I have been repeatedly surprised in good ways, such as when I would experience a dramatic shift from ick to feeling hungry on the same day or when my white blood cell count would return to normal almost overnight or when I went from feeling half-dead to believing I received the blood of a strong and vital lumberjack midway through a transfusion.
I have also had what one would call not-so-good surprises.
I was surprised when the predicted nausea that comes with Chemo lasted longer than expected and when I would only have a few days of wanting to eat anything before it was time to repeat the whole Chemo process once again. I was surprised when my chronic fatigue was not relieved by sleep like it would when I was pre-cancer. I was surprised that my magnesium level stubbornly stayed way below normal in spite of repeated IV infusions. I was surprised when my hair didn’t show signs of regrowth on the timetable I read about on the cancer websites. I could go on here, but I think you get the picture. There is no true predictable course on a journey of navigating cancer and associated treatments.
My most recent surprise came after I completed my six rounds of Chemo. I expected to feel stronger and more like my normal healthy self as the weeks went by following my last infusion in May. Instead, I noticed I was getting weaker.
At first, I wrote off the challenge I had in walking up a flight of stairs to just being due to chemo fatigue and some quadricep and hamstring weakness due to so many months of inactivity. I told myself that the pain in my hips which only occurred when ascending a flight of stairs was secondary to some incidental early arthritis.
As with any other handicap I ran across since this circus began, I learned ways to compensate. In the case of the challenge with the stairs, I used my arms to pull myself up. I also focused on what was gradually getting better such as my magnesium creeping up and susbsequently feeling an increase in energy and interest in doing things around the house.
It wasn’t until I discovered I did not have the strength in my legs to get myself out off a low slung lawn chair after watching a parade that I knew I was worse off than I previously believed.
I immediately began an exercise program of squats, lunges, kickbacks, etc. Although I was noticing a temporary improvement in my strength, the weakness recurred and seemed to worsen. My overall energy was improving, but walking up or down a flight of stairs or even uphill reminded me of my mother doing the same activities in her nineties.
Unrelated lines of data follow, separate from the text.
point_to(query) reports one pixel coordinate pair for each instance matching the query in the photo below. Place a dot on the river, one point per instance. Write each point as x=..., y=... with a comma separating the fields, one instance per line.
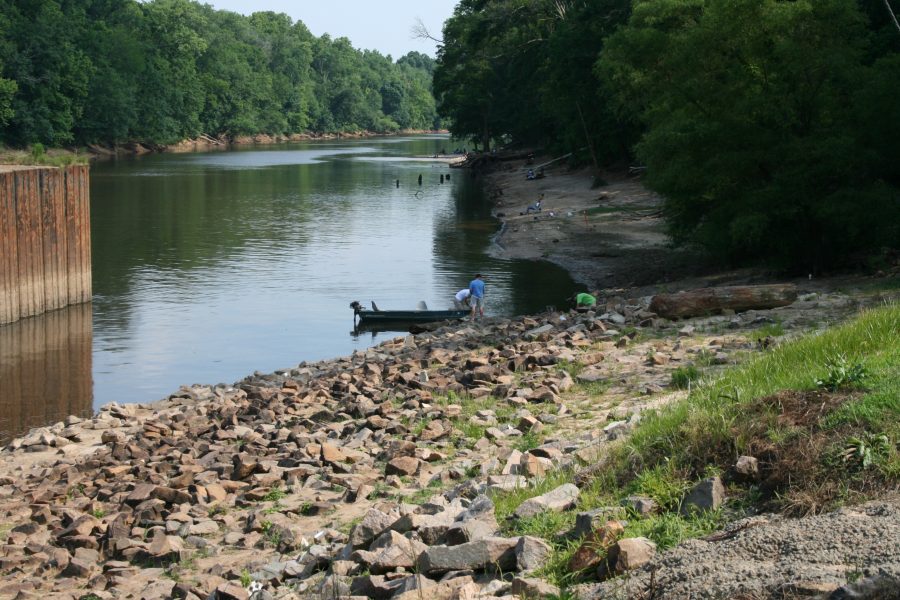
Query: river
x=209, y=266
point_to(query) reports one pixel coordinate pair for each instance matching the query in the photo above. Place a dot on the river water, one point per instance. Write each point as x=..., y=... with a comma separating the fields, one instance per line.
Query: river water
x=209, y=266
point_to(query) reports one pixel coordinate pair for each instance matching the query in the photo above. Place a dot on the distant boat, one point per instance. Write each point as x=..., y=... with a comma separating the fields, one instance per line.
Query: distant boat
x=375, y=316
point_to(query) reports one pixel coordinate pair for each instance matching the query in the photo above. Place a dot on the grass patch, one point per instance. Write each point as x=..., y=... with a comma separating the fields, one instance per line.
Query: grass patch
x=669, y=529
x=817, y=445
x=684, y=377
x=529, y=441
x=37, y=155
x=774, y=408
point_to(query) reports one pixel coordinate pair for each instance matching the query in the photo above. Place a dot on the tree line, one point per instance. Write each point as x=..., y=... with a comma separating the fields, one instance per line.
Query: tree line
x=77, y=72
x=770, y=127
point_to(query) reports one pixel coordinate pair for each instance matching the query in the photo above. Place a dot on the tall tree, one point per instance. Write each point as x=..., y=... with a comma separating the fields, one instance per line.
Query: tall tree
x=754, y=146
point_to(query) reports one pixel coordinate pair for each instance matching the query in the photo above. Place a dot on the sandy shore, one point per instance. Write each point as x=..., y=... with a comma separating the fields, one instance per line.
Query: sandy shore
x=609, y=237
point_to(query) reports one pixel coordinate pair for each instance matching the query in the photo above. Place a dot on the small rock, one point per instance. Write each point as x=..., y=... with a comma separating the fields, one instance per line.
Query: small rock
x=706, y=495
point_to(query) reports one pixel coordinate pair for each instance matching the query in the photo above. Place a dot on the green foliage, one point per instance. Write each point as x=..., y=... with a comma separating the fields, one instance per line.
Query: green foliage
x=771, y=148
x=668, y=529
x=866, y=450
x=841, y=374
x=521, y=70
x=160, y=71
x=274, y=495
x=661, y=483
x=529, y=441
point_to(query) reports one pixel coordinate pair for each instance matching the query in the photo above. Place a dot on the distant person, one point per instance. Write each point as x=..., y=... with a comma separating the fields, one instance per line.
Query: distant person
x=461, y=299
x=584, y=301
x=536, y=207
x=476, y=296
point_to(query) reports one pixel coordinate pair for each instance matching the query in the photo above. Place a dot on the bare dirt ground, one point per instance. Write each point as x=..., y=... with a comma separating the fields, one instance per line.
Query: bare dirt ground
x=610, y=237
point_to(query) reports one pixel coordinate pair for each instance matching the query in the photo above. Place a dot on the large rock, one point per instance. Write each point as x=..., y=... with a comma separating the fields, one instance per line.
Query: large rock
x=372, y=525
x=593, y=549
x=493, y=552
x=402, y=465
x=706, y=301
x=557, y=500
x=627, y=555
x=391, y=552
x=534, y=589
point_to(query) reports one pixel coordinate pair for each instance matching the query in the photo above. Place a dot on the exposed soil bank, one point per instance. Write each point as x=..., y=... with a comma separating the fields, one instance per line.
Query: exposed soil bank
x=611, y=238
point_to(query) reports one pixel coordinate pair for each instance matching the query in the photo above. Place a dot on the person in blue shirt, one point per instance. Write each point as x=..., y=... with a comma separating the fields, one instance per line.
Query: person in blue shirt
x=476, y=296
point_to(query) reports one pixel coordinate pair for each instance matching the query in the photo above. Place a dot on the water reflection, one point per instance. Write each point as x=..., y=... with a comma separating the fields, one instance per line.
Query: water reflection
x=209, y=266
x=45, y=369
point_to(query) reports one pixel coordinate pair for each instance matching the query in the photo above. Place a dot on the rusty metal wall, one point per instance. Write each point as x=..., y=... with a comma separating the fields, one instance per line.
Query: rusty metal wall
x=45, y=240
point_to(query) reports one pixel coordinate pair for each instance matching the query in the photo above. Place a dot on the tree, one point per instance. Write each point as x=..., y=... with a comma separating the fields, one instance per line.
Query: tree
x=754, y=146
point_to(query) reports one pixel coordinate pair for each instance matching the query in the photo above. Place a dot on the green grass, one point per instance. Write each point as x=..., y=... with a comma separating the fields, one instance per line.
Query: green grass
x=529, y=441
x=669, y=529
x=759, y=404
x=714, y=424
x=684, y=377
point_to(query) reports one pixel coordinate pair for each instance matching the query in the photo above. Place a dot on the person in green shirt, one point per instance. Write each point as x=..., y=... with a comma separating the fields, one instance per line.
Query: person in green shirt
x=584, y=301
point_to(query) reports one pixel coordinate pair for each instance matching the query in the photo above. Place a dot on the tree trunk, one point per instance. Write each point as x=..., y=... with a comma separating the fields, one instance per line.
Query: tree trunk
x=705, y=301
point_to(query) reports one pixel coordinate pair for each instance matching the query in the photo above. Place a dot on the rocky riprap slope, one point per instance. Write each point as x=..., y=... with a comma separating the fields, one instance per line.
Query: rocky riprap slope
x=367, y=476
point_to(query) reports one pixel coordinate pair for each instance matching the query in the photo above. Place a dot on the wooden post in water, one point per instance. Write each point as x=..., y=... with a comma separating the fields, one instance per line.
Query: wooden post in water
x=45, y=370
x=45, y=239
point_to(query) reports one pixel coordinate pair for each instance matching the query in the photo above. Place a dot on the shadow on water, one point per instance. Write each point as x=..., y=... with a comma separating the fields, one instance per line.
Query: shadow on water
x=45, y=369
x=209, y=266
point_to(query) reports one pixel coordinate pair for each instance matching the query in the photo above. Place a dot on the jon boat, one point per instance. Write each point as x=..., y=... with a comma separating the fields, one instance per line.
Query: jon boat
x=375, y=316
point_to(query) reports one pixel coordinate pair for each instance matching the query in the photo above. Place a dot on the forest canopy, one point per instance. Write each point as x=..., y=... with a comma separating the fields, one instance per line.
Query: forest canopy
x=76, y=72
x=770, y=127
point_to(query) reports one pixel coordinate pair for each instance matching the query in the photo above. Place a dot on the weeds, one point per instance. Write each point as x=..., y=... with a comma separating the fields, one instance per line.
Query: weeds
x=842, y=374
x=274, y=495
x=684, y=377
x=866, y=450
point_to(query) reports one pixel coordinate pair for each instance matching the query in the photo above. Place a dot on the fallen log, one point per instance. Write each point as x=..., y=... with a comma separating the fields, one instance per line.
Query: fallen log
x=707, y=301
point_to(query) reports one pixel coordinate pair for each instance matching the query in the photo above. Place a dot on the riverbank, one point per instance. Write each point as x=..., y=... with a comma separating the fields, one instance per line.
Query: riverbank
x=411, y=466
x=610, y=237
x=203, y=143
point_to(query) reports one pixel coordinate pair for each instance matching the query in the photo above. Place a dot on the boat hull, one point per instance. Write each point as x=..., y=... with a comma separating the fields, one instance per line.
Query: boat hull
x=408, y=316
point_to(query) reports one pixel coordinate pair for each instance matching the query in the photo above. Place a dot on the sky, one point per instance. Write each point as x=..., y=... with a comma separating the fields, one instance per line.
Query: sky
x=383, y=25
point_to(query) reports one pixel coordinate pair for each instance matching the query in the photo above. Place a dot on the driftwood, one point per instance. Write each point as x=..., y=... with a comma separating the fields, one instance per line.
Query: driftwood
x=706, y=301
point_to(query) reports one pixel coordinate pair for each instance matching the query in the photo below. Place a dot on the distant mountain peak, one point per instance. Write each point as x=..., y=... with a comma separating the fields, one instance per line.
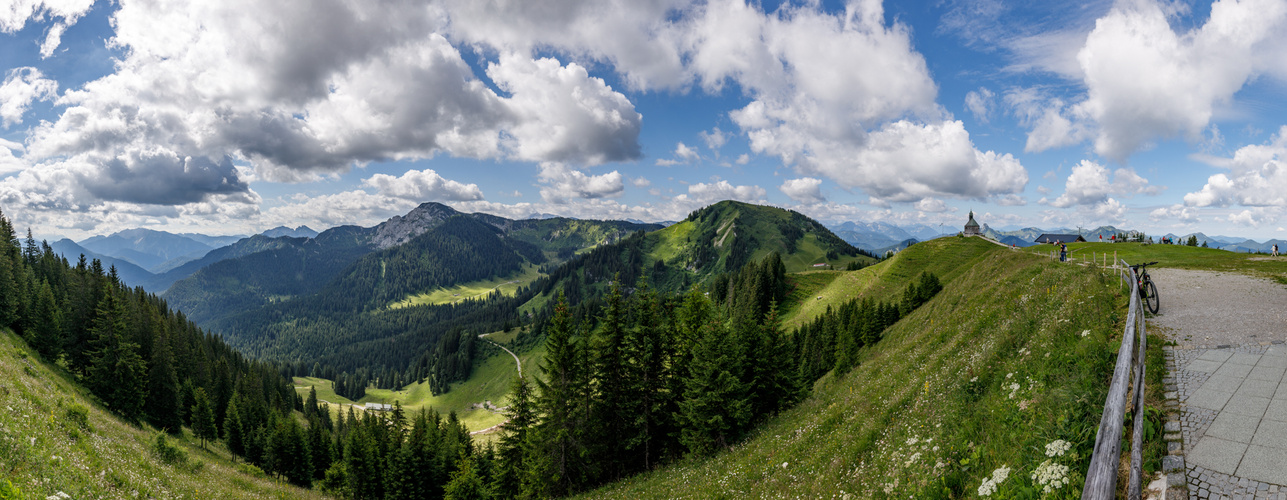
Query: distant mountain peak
x=402, y=229
x=301, y=232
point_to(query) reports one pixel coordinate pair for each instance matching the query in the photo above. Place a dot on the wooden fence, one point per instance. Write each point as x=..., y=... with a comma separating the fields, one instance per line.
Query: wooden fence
x=1102, y=474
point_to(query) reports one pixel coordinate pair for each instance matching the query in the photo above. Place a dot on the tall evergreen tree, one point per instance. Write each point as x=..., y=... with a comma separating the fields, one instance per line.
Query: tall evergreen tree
x=234, y=432
x=507, y=480
x=117, y=373
x=162, y=404
x=559, y=436
x=651, y=347
x=467, y=483
x=46, y=337
x=615, y=404
x=203, y=418
x=714, y=408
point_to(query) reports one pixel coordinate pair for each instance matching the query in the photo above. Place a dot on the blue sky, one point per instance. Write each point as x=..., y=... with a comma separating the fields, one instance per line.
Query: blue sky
x=234, y=116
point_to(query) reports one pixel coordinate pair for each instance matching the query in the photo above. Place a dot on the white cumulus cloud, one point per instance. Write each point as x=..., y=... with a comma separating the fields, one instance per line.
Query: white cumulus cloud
x=424, y=185
x=805, y=189
x=19, y=89
x=561, y=184
x=1256, y=178
x=1090, y=184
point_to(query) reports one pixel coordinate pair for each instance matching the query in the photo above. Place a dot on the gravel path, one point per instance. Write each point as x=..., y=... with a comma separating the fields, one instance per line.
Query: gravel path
x=1214, y=309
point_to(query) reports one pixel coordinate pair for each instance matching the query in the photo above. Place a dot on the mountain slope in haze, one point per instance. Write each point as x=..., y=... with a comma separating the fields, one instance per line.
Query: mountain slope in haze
x=726, y=235
x=146, y=247
x=129, y=273
x=301, y=232
x=403, y=261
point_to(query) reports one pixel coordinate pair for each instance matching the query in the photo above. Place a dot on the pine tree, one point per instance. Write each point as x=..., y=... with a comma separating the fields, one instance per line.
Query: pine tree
x=615, y=405
x=48, y=333
x=651, y=350
x=203, y=418
x=310, y=406
x=319, y=447
x=234, y=432
x=779, y=386
x=117, y=373
x=714, y=408
x=514, y=433
x=8, y=292
x=294, y=460
x=467, y=483
x=559, y=436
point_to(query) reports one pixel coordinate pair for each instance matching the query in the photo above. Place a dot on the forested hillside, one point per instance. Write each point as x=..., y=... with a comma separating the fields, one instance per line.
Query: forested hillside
x=991, y=387
x=149, y=365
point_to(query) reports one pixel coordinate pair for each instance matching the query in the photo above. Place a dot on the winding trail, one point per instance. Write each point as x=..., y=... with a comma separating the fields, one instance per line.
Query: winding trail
x=516, y=361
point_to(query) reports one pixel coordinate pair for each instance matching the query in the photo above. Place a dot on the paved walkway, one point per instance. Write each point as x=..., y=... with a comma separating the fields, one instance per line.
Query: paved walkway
x=1227, y=379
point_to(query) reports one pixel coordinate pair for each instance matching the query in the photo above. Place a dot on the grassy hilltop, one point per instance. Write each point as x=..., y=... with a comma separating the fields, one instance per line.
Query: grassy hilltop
x=983, y=382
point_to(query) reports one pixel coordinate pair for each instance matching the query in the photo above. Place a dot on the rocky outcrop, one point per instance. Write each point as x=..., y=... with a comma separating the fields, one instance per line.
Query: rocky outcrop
x=402, y=229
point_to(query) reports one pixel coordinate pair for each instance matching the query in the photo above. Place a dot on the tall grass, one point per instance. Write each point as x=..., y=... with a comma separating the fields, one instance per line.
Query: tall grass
x=989, y=381
x=55, y=438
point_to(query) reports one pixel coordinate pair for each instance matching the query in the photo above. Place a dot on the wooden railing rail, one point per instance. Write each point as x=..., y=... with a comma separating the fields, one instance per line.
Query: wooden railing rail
x=1102, y=474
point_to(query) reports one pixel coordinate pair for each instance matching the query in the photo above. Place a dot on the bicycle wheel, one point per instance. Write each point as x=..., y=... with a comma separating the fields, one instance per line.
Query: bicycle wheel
x=1151, y=298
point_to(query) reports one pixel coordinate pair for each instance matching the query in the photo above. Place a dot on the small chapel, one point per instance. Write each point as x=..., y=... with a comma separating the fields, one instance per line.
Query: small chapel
x=972, y=228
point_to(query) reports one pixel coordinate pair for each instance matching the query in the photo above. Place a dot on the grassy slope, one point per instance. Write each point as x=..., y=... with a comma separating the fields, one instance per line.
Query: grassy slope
x=886, y=280
x=43, y=453
x=509, y=285
x=1178, y=256
x=490, y=382
x=931, y=405
x=761, y=224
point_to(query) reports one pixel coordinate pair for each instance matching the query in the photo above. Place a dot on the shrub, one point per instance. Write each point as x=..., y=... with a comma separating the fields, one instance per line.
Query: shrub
x=249, y=469
x=77, y=415
x=167, y=453
x=8, y=491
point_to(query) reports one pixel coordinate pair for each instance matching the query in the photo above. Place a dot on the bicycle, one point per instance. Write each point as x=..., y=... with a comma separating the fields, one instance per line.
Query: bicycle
x=1147, y=289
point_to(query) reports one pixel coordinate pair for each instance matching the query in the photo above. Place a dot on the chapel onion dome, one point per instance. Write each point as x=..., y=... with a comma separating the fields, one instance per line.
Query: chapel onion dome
x=972, y=226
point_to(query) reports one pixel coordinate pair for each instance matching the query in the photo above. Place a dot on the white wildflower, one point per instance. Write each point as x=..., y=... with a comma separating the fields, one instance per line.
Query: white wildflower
x=1050, y=476
x=1000, y=474
x=1058, y=447
x=987, y=487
Thankfully, after a couple of months of playing the game of being attentive to what my body needed while attempting to ignore and over-ride my limitations, a blood test revealed a grossly elevated CPK level. (Normal range is 26-40) My results revealed an elevation to 2,527.
Although this finding was an unexpected twist, I was grateful to have a clue as to what may be awry in this body of mine.
To make a long story short, my elevated CPK indicates I have developed a neuromuscular disease that falls into the category of an autoimmune disorder. With this evidence, I will soon be evaluated by a rheumatologist and learn the game plan for how I proceed from here.
In the meantime, I am focusing on being grateful for the improvements I am making daily in my energy and activities. Although my legs don’t feel as if they belong to me, when I am not attempting to walk upstairs or to get off the floor, I feel like my normal self. My ability to coach and spontaneously speak to whatever is present while co-leading workshops have been pretty much back to normal. I am enjoying cooking and baking, reading, writing and engaging in conversations, just like I used to.
What I am noticing is as long as my main focus is on enjoying and appreciating what I CAN do, I am able to peacefully accept what I cannot do.
Since all things, those we call good and those we call bad, are temporary, this current unexpected twist and inconvenience will eventually change.
In the meantime, I am celebrating my enjoyment of every little thing that comes my way since I have clearly learned that nothing is permanent.